- Edited
Hello!
I started to work on a prototype of a game this week. I made my last game in Unity, but I wanted to give a try to Godot Engine for a while and so I thought that this prototyping phase was a great opportunity to play with Godot!
So here we are, as it is been several days I've worked on it, there is a lot that happens and I will summarise my week so far below.
Day 1: Getting Started
I am still unsure about the main character design, but the idea is to develop a 2 player games, in the same vein as Biped from Next Studio. The 2 player will be attached with a rope and the gameplay will focus on making the 2 players interacting to solve puzzle and defeat foes.
Here is what I could do in terms of concept art with my limited skills in a couple of hours.
Then after a long walk, I downloaded the GDQuest course on how to make a 3D character and got the State Machine ready.

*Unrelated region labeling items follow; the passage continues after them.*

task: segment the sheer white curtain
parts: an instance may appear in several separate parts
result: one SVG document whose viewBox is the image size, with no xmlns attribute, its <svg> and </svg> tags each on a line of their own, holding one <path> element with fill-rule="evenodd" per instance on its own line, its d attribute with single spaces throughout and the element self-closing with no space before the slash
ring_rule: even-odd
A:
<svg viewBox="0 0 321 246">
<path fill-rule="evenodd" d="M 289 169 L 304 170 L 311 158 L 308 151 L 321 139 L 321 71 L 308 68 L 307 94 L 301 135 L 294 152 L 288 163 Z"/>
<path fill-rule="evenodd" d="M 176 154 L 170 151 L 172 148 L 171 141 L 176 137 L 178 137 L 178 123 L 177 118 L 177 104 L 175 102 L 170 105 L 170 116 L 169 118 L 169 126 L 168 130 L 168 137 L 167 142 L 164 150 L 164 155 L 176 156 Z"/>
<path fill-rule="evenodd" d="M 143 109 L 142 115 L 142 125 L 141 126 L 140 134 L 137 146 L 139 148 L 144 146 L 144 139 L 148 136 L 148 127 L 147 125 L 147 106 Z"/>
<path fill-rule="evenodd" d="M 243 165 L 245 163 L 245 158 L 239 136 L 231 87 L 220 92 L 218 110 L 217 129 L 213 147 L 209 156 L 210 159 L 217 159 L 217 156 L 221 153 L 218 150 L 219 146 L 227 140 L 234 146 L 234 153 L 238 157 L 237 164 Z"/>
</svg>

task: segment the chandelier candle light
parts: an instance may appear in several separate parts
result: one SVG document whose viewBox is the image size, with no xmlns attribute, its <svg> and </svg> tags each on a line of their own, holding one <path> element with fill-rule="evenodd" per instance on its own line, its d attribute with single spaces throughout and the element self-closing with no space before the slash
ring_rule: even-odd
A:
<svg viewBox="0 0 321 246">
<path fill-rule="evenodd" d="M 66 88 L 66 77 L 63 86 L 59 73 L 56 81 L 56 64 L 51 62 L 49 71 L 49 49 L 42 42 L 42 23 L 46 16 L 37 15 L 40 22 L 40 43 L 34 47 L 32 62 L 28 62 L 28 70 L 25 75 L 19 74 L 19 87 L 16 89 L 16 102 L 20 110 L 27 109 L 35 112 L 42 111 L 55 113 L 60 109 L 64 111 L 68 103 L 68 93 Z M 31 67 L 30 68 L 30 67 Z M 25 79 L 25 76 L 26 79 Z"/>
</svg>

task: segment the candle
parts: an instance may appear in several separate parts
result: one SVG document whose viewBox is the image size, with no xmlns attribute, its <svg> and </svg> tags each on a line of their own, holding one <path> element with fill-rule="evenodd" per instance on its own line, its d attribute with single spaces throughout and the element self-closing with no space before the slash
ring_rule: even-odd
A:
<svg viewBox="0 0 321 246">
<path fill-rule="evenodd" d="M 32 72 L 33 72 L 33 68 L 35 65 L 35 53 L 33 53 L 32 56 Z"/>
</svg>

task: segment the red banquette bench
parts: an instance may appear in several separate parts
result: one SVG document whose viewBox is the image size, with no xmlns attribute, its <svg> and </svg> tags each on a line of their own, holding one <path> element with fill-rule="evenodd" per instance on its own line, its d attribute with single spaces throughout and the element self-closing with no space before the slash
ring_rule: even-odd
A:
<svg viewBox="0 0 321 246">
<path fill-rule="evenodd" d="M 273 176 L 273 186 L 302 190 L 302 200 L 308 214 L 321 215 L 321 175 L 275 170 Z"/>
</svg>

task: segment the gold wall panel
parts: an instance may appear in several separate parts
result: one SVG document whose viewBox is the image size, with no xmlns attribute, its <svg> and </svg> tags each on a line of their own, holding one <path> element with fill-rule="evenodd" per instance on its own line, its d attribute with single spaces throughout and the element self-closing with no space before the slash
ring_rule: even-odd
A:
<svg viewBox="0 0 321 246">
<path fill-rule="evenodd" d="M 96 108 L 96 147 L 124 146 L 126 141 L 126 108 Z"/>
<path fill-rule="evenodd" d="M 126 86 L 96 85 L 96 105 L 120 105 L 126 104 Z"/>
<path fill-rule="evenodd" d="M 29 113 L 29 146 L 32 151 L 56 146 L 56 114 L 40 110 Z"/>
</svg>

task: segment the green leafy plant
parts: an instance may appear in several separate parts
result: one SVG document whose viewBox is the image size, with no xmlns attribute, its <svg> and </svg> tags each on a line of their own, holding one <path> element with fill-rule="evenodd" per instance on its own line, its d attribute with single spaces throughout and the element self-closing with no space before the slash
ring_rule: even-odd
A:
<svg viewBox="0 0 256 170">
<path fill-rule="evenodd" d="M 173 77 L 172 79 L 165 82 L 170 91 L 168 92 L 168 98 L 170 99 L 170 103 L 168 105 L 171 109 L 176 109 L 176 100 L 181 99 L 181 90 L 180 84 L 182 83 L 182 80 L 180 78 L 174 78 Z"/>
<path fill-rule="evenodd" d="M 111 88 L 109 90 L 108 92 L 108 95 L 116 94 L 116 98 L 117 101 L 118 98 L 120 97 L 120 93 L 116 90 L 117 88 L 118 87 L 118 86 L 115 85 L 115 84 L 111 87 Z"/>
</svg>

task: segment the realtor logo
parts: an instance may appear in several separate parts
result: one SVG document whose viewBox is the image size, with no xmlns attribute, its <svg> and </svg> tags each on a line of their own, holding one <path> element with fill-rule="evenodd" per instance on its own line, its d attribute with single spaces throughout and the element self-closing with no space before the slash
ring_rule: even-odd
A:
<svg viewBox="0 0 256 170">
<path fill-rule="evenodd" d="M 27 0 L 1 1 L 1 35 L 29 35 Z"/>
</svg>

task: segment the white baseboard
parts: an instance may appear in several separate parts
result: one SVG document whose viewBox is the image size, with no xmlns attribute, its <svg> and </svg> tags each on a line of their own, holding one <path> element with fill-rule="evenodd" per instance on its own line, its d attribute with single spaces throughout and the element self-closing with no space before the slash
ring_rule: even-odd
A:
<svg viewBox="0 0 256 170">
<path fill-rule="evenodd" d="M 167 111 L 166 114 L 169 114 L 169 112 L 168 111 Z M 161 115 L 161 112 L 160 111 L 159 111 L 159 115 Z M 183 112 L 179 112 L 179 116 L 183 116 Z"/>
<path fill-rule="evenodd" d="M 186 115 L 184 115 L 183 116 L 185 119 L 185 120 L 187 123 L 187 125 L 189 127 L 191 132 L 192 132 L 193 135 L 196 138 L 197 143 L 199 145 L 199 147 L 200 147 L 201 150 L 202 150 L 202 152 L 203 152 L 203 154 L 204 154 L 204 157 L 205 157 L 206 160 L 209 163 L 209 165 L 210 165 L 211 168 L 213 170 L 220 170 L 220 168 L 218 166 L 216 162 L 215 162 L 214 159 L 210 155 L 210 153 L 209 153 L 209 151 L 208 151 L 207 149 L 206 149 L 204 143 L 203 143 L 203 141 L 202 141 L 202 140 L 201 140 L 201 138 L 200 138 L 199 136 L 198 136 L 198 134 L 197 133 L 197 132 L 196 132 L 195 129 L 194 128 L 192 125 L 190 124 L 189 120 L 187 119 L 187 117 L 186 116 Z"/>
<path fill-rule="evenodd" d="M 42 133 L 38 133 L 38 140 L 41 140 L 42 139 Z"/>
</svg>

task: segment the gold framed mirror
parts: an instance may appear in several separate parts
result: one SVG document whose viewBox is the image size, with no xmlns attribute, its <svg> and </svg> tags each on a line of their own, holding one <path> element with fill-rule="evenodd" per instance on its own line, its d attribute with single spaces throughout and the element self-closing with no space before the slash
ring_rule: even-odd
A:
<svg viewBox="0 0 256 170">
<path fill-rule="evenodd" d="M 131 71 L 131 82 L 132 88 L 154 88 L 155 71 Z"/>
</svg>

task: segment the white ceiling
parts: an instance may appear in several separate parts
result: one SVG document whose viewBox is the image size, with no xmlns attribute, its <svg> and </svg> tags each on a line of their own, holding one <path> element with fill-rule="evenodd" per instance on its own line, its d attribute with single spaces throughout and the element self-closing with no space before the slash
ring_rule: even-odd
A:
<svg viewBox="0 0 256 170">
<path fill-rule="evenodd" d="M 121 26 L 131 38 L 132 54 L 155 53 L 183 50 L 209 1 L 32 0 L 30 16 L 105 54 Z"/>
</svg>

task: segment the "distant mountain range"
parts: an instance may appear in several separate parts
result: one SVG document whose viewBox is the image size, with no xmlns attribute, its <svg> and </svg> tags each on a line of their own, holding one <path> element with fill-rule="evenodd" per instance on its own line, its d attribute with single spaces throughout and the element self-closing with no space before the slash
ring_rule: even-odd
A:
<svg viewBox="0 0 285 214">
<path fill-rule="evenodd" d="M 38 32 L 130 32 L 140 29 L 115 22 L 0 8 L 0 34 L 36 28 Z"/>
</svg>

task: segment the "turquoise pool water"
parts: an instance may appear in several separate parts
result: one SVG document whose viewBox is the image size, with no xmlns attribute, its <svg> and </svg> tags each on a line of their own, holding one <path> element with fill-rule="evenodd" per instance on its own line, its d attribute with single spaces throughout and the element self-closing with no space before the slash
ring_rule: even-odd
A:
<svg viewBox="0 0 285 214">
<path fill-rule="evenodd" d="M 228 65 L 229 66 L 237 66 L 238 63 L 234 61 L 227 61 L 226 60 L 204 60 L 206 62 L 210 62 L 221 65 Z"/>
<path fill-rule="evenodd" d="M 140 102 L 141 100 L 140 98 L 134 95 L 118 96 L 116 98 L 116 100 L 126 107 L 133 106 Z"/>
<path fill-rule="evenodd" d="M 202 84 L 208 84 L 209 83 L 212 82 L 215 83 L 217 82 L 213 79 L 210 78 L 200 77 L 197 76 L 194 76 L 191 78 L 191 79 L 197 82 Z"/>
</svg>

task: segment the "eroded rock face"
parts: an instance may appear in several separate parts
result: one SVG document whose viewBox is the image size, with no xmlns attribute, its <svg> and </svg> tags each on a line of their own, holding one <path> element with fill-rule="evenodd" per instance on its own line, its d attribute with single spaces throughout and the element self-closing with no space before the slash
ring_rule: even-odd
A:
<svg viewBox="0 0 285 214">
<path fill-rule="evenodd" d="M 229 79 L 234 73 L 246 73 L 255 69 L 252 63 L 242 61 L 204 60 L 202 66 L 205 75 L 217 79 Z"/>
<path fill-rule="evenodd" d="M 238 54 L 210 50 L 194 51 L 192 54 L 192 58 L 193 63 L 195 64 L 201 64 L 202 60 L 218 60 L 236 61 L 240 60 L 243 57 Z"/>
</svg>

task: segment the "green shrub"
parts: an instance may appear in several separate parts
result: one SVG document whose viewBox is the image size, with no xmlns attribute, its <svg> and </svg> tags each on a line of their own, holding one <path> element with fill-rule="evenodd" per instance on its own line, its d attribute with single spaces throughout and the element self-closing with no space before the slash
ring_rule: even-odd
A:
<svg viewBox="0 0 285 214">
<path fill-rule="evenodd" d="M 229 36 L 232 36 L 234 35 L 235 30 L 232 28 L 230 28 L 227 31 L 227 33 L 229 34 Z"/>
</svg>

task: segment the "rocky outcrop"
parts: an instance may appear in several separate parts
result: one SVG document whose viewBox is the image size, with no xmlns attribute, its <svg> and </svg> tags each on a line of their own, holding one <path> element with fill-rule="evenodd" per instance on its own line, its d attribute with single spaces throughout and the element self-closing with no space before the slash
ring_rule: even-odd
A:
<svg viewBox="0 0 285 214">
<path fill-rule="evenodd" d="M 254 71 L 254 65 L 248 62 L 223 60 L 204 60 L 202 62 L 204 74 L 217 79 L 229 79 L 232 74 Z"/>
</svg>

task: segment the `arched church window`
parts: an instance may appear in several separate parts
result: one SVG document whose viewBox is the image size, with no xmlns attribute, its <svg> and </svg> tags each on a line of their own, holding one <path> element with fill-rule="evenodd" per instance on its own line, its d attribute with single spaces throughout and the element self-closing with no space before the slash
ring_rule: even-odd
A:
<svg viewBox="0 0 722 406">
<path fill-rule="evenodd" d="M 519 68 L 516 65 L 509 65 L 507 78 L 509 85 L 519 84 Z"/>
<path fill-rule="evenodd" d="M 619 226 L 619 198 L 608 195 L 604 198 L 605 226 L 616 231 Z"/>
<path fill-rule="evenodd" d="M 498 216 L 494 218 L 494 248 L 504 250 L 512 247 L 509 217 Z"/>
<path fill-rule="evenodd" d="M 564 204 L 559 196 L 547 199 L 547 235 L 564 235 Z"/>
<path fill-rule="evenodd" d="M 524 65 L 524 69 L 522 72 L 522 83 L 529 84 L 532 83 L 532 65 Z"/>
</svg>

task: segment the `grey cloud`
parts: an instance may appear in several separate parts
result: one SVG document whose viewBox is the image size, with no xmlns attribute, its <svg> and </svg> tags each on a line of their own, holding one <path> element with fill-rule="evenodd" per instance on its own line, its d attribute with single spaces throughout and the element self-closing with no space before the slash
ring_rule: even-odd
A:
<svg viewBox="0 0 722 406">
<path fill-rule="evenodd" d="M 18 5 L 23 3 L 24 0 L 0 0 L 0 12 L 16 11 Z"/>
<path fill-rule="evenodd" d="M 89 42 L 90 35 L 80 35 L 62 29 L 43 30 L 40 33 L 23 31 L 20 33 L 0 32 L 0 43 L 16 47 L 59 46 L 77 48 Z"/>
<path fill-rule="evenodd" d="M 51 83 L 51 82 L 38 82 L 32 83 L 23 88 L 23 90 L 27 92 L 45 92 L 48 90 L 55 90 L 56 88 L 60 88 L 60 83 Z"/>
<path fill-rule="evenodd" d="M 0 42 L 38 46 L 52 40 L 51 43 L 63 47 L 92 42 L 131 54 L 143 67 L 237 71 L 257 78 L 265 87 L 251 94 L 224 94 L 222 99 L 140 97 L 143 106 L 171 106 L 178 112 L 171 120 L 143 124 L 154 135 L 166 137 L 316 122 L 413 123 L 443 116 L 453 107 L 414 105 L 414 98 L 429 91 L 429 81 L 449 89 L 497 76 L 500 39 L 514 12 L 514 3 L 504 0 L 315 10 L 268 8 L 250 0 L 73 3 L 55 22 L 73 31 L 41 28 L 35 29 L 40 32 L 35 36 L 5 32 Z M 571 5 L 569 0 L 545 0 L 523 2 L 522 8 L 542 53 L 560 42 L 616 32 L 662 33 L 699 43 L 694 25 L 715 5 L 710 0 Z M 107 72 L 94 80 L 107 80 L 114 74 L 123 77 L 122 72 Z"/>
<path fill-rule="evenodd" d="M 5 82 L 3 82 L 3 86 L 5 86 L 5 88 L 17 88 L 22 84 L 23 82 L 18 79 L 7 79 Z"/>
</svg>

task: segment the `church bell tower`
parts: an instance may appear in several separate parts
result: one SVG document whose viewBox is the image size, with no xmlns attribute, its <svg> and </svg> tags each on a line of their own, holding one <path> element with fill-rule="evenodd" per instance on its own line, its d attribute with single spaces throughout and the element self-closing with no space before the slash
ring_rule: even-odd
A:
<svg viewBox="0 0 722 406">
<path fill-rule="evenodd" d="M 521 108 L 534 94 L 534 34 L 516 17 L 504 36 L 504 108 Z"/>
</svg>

Day 2: Getting the Controls ready
The next day I continue to follow the GDQuest course and I adapted it to control 2 characters with a separate gamepad.
Day 3 and 4: Getting the Rope ready
After reading about the Verlet integration methods, which looks soOOoo awesome, I realised that it would not work for me. First, the integration in 3D may get more complex. Second, I needed the rope to interact with the environment (e.g. monster, floor, switches, etc).
So I decided to use capsules and pinjoints:
However, I started to have bugs when I was creating the capsules and pinjoints from code (see the red rope above). I spend 2 days to get around them. I've learnt that: - 1) the way you parent your objects is important for physics to go smoothly; - 2) you need to align your root object correctly (z towards -z ??) in your scene for the look_at() method to work as expected!; - 3) it is very easy to create a DebugLayer in Godot thanks to this KidsCanCode tutorial.
Hence, yesterday, I got my rope created from code between two cubes:
But I was still getting some weird things happening: the rope was not really helpful as you can see it above :sweat_smile: !
Day 5: Today's Morning Dilemma
It seems that the weird behaviour of the rope is solved if I replaced the KinematicBody node of the cubes with a RigidBody node:
It might not be exactly obvious (because I don't show the controls on screen), but the green and pink cubes try to move away from the rope, and this time, the rope keeps them from doing so! Again, when the green cube falls, I am moving the pink cube backward and the rope is holding the green cube. Then when I stop moving the pink cube backward, the pink cube slides to the cliff, pulled by the weight of the green cube :smiley: ! hurray!
So now the issue is: KinematicBody works better for player control, but RigidBody works better with the rope... How can I get good player control with good rope physics?